Kebaikan sekecil apa pun pasti akan mendapat balasan kebaikan lainnya. Meski tak semua bisa terjun ke medan bencana melayani umat, tapi kita sungguh tetap bisa memberikan kontribusi dalam perkara lainnya. Untaian semangat, senyum yang hangat, akan menjadi seperti mata air yang melepaskan kepenatan saudara di tengah kesulitan yang terus menerus mendera.
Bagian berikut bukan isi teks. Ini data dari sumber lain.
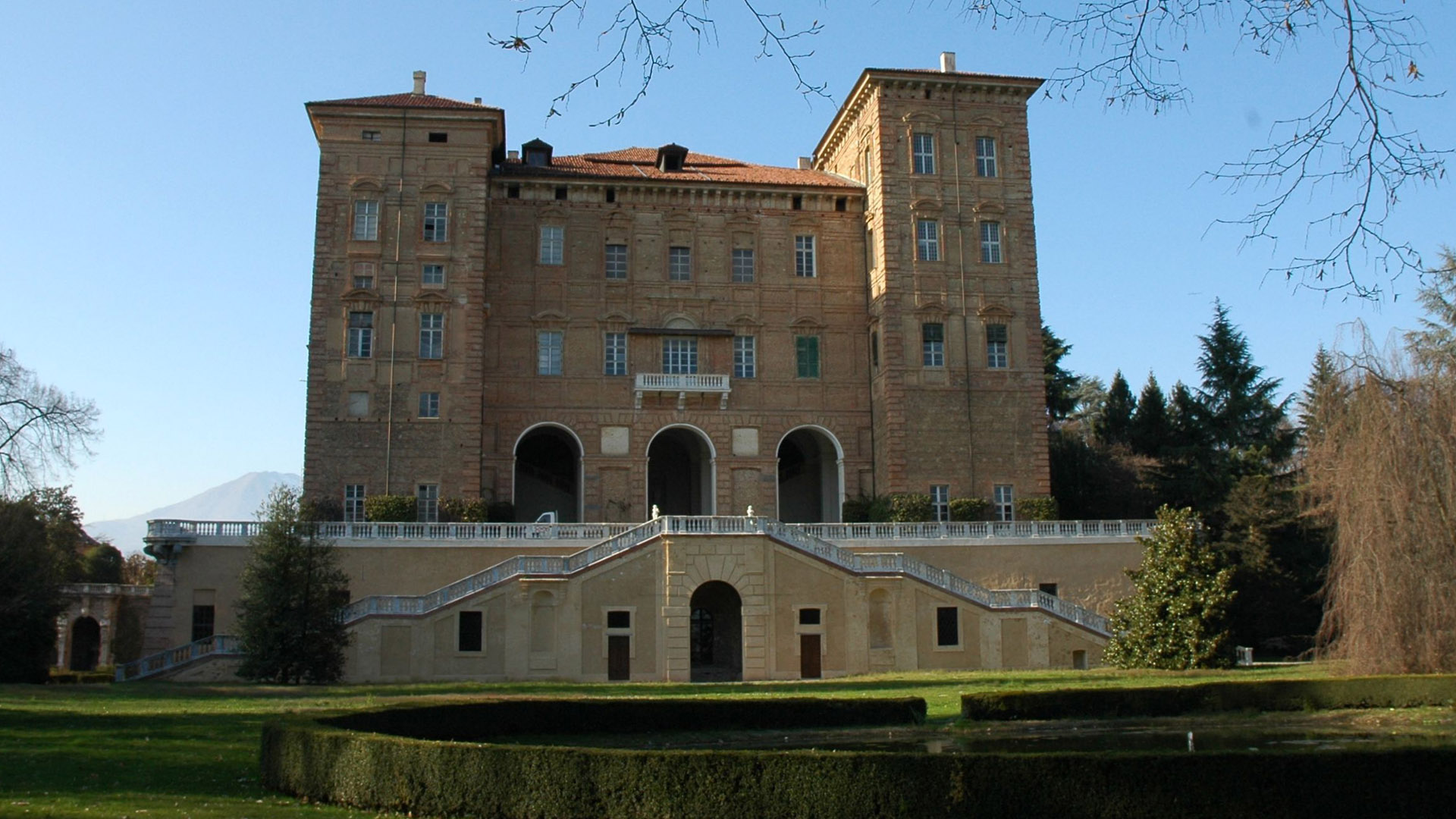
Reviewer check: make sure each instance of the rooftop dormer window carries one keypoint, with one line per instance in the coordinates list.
(672, 158)
(536, 153)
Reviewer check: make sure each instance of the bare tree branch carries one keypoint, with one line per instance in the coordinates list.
(41, 428)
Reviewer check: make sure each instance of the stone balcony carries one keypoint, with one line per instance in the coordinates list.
(682, 384)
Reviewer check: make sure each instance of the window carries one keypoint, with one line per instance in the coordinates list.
(617, 261)
(743, 265)
(427, 503)
(471, 632)
(679, 264)
(548, 353)
(202, 620)
(363, 276)
(928, 240)
(354, 503)
(922, 153)
(680, 356)
(362, 335)
(1002, 502)
(996, 346)
(990, 242)
(805, 356)
(804, 257)
(437, 221)
(984, 156)
(359, 404)
(941, 500)
(932, 344)
(615, 354)
(745, 365)
(431, 335)
(366, 221)
(946, 627)
(554, 241)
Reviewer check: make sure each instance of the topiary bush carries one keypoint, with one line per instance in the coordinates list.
(970, 509)
(391, 509)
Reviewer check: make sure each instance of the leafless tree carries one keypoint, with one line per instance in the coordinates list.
(42, 428)
(1345, 148)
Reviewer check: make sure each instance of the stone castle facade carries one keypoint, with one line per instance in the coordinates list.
(601, 334)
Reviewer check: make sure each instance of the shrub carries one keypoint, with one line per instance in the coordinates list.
(970, 509)
(910, 507)
(391, 509)
(1037, 509)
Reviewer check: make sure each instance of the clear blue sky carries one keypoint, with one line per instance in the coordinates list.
(158, 232)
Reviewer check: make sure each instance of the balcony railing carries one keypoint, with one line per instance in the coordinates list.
(682, 384)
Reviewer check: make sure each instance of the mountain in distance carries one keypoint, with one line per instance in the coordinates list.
(235, 500)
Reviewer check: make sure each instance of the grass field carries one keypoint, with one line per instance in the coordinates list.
(164, 749)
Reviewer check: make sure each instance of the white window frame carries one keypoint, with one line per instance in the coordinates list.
(436, 224)
(554, 243)
(932, 350)
(354, 503)
(1003, 502)
(928, 240)
(366, 221)
(549, 344)
(990, 242)
(804, 265)
(922, 152)
(427, 503)
(431, 335)
(615, 354)
(986, 158)
(615, 261)
(743, 265)
(680, 356)
(679, 262)
(360, 340)
(745, 357)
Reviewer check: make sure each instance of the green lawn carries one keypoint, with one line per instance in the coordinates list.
(165, 749)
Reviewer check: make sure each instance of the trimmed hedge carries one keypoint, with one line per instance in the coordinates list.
(389, 773)
(1232, 695)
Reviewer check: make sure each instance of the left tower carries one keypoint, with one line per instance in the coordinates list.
(398, 305)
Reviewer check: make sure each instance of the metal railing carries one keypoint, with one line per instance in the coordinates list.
(218, 645)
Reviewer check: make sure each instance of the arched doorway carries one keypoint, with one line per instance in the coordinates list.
(680, 471)
(85, 645)
(810, 487)
(548, 474)
(717, 632)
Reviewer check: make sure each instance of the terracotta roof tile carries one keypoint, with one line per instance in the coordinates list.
(641, 164)
(408, 101)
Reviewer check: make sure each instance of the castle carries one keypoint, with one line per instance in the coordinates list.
(651, 331)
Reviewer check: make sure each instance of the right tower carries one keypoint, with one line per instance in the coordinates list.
(954, 318)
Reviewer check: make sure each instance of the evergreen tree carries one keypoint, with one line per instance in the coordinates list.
(1116, 425)
(1060, 384)
(291, 592)
(30, 598)
(1149, 431)
(1178, 611)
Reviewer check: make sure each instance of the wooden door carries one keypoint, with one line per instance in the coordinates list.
(810, 656)
(619, 656)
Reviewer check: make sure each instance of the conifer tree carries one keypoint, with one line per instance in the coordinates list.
(1177, 617)
(291, 592)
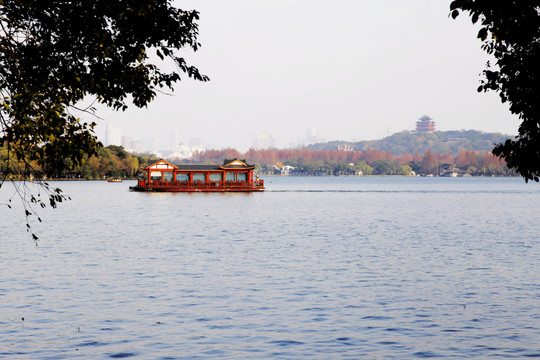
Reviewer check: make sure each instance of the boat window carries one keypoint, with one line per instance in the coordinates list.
(167, 175)
(199, 177)
(182, 177)
(155, 175)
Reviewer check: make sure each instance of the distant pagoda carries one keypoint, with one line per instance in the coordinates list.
(425, 124)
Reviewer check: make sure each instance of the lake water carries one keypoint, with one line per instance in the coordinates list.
(313, 268)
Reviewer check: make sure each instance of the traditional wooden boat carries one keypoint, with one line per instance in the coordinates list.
(233, 175)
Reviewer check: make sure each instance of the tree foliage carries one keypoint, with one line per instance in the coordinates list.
(510, 32)
(55, 53)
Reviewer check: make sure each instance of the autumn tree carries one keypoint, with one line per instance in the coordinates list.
(510, 32)
(55, 53)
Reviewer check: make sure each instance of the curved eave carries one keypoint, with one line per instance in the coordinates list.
(237, 168)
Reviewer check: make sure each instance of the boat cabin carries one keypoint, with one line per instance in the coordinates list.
(232, 175)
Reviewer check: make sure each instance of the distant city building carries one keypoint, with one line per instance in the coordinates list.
(263, 141)
(172, 139)
(425, 124)
(113, 135)
(345, 147)
(311, 136)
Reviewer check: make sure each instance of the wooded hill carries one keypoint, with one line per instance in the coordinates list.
(406, 142)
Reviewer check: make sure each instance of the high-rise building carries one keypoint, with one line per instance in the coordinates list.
(425, 124)
(113, 135)
(264, 141)
(311, 136)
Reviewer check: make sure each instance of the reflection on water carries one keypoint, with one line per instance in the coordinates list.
(313, 268)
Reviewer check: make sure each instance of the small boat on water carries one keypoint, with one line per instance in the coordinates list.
(233, 175)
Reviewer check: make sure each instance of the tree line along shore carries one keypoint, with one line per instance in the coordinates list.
(114, 162)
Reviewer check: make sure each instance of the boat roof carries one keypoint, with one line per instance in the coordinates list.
(228, 164)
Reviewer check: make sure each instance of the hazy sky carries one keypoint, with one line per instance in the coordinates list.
(354, 69)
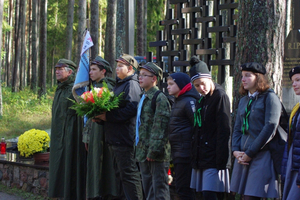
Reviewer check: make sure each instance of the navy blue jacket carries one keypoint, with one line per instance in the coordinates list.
(295, 139)
(181, 124)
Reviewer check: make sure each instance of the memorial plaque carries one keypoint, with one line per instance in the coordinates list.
(291, 55)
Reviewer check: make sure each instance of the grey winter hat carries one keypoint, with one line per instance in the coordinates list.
(101, 62)
(253, 67)
(198, 69)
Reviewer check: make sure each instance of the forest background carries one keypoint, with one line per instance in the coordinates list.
(36, 33)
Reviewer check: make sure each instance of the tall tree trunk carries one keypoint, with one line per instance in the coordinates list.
(81, 28)
(43, 49)
(53, 78)
(100, 31)
(260, 38)
(29, 43)
(145, 26)
(34, 46)
(69, 29)
(120, 35)
(16, 67)
(95, 27)
(140, 28)
(23, 43)
(110, 34)
(1, 18)
(9, 45)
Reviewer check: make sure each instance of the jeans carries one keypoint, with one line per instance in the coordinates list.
(127, 172)
(183, 172)
(155, 180)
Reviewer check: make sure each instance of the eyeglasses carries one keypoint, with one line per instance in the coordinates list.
(144, 75)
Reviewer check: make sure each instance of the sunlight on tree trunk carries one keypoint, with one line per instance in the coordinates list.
(1, 18)
(69, 29)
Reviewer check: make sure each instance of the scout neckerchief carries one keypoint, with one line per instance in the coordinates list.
(197, 114)
(292, 123)
(245, 126)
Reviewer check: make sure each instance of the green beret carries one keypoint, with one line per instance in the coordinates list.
(66, 63)
(153, 68)
(295, 70)
(253, 67)
(101, 62)
(128, 60)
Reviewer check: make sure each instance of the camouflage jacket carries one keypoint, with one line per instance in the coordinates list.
(153, 131)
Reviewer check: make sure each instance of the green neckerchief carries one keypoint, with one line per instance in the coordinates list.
(197, 115)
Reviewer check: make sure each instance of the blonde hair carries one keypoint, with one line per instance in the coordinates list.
(261, 83)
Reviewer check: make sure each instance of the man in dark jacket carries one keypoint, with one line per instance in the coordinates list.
(67, 154)
(120, 127)
(180, 131)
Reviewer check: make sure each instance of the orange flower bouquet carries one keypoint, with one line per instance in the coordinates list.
(96, 101)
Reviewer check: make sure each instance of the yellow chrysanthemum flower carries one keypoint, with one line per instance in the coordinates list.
(33, 141)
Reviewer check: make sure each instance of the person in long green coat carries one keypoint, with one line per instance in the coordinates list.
(67, 154)
(101, 181)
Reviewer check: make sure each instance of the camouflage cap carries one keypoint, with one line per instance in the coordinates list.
(66, 63)
(101, 62)
(128, 60)
(153, 68)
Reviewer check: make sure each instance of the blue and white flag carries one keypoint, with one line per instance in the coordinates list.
(82, 76)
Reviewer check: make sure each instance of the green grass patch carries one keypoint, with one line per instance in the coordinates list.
(23, 111)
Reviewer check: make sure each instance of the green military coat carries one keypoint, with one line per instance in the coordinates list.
(153, 131)
(67, 154)
(100, 171)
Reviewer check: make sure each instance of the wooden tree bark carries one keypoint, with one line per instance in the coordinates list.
(69, 29)
(110, 34)
(81, 28)
(9, 45)
(16, 67)
(23, 43)
(29, 43)
(260, 38)
(43, 48)
(34, 46)
(120, 34)
(1, 18)
(94, 27)
(145, 26)
(140, 28)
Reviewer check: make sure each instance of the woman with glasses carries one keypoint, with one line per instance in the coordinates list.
(257, 117)
(210, 134)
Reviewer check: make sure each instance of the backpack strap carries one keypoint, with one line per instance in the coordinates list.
(286, 116)
(153, 102)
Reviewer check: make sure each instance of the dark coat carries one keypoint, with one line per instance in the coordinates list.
(67, 153)
(295, 140)
(210, 144)
(100, 180)
(120, 124)
(181, 124)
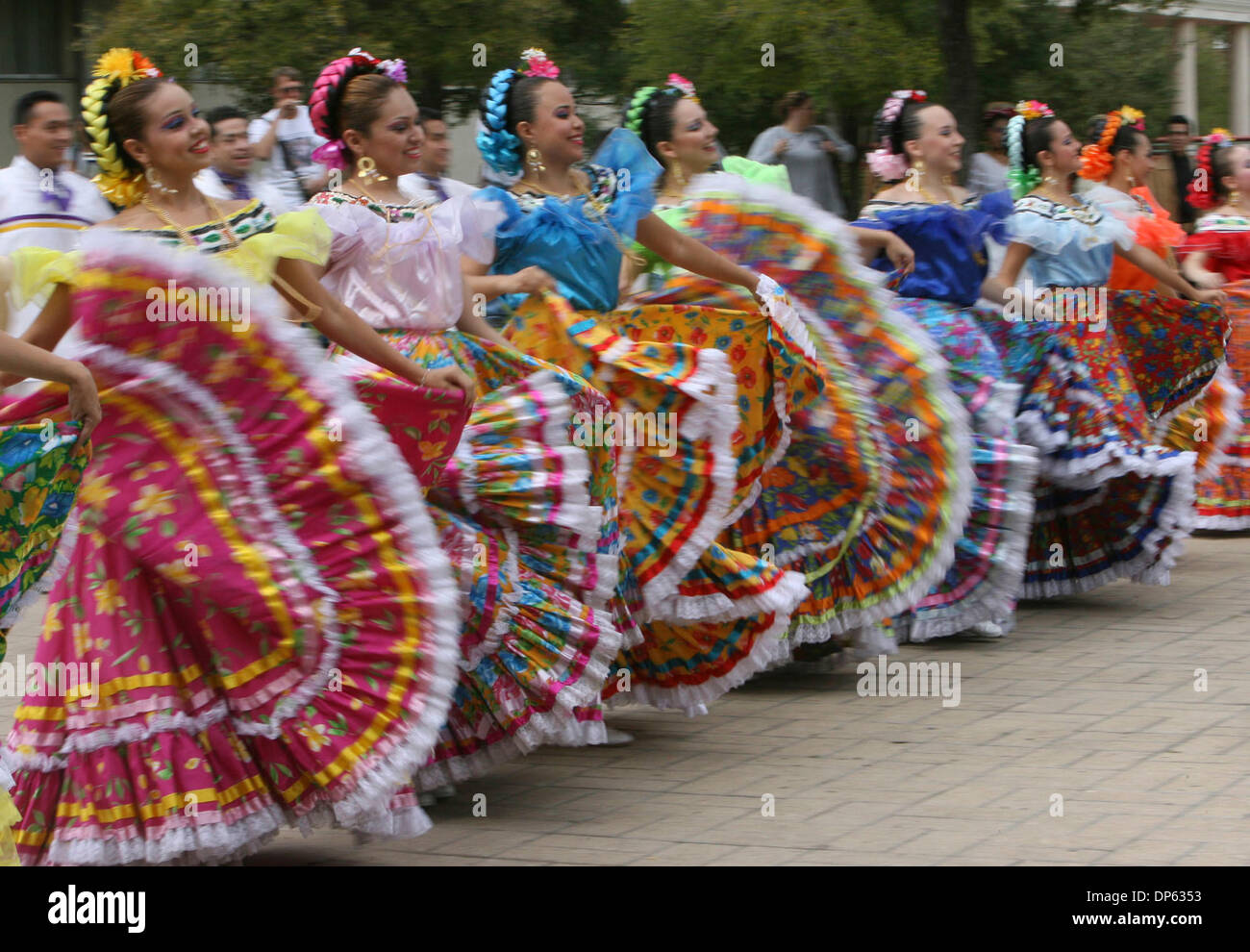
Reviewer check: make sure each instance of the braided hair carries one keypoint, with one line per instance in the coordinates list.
(326, 104)
(112, 113)
(895, 122)
(1112, 133)
(1207, 188)
(1028, 134)
(649, 115)
(511, 99)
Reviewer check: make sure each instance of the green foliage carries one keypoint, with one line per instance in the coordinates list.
(451, 46)
(849, 53)
(1109, 59)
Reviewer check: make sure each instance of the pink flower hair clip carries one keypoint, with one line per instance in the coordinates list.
(1033, 109)
(537, 63)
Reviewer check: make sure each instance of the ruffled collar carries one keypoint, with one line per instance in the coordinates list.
(255, 217)
(1083, 212)
(1224, 221)
(408, 212)
(601, 190)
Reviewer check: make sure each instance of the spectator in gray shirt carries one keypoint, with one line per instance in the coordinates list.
(807, 150)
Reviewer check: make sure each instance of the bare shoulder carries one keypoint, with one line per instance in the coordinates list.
(133, 217)
(895, 192)
(234, 205)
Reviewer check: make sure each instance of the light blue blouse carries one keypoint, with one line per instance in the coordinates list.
(579, 240)
(1073, 246)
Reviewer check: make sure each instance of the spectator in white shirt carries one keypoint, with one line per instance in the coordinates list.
(429, 182)
(230, 174)
(42, 204)
(284, 138)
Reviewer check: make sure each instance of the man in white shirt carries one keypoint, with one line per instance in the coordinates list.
(429, 182)
(42, 203)
(284, 138)
(230, 175)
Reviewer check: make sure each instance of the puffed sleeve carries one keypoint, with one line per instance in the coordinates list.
(637, 176)
(303, 235)
(775, 175)
(1032, 226)
(476, 217)
(763, 147)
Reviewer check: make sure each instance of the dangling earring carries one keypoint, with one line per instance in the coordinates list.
(366, 169)
(154, 183)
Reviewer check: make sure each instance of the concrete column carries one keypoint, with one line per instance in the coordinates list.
(1186, 76)
(1238, 79)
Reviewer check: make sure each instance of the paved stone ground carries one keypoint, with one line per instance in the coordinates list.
(1091, 700)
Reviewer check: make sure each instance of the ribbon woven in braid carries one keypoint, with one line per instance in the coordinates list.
(1201, 188)
(1021, 179)
(1096, 159)
(637, 110)
(328, 94)
(498, 146)
(645, 97)
(888, 165)
(113, 71)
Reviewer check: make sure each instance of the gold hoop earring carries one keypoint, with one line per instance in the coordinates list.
(154, 183)
(366, 169)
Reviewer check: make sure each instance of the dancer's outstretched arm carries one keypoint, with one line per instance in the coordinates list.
(995, 288)
(1157, 267)
(344, 326)
(684, 251)
(899, 251)
(23, 360)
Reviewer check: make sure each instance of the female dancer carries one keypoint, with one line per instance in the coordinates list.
(1112, 504)
(712, 614)
(948, 229)
(41, 468)
(1217, 255)
(257, 589)
(536, 550)
(1117, 158)
(853, 474)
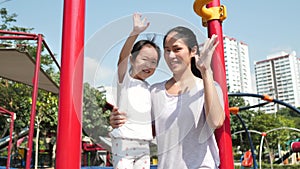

“Seorang mukmin jasadnya tercipta dari tanah, tapi ruhnya bergantung pada petunjuk dari langit. Bersahabat dan berteman dengan seorang mukmin, duduk di dekatnya dan berinteraksi dengannya memberi manfaat. Ia kokoh kala diterpa topan kesulitan, selalu memberi buahnya kepada manusia yang lain. Hatinya, amal-amalnya, perkataannya, tasbihnya, menjulang tinggi di langit dan menurunkan barakah keimanan dan pahalanya setiap saat.” (Musafir fi Qithari Da’wah,370)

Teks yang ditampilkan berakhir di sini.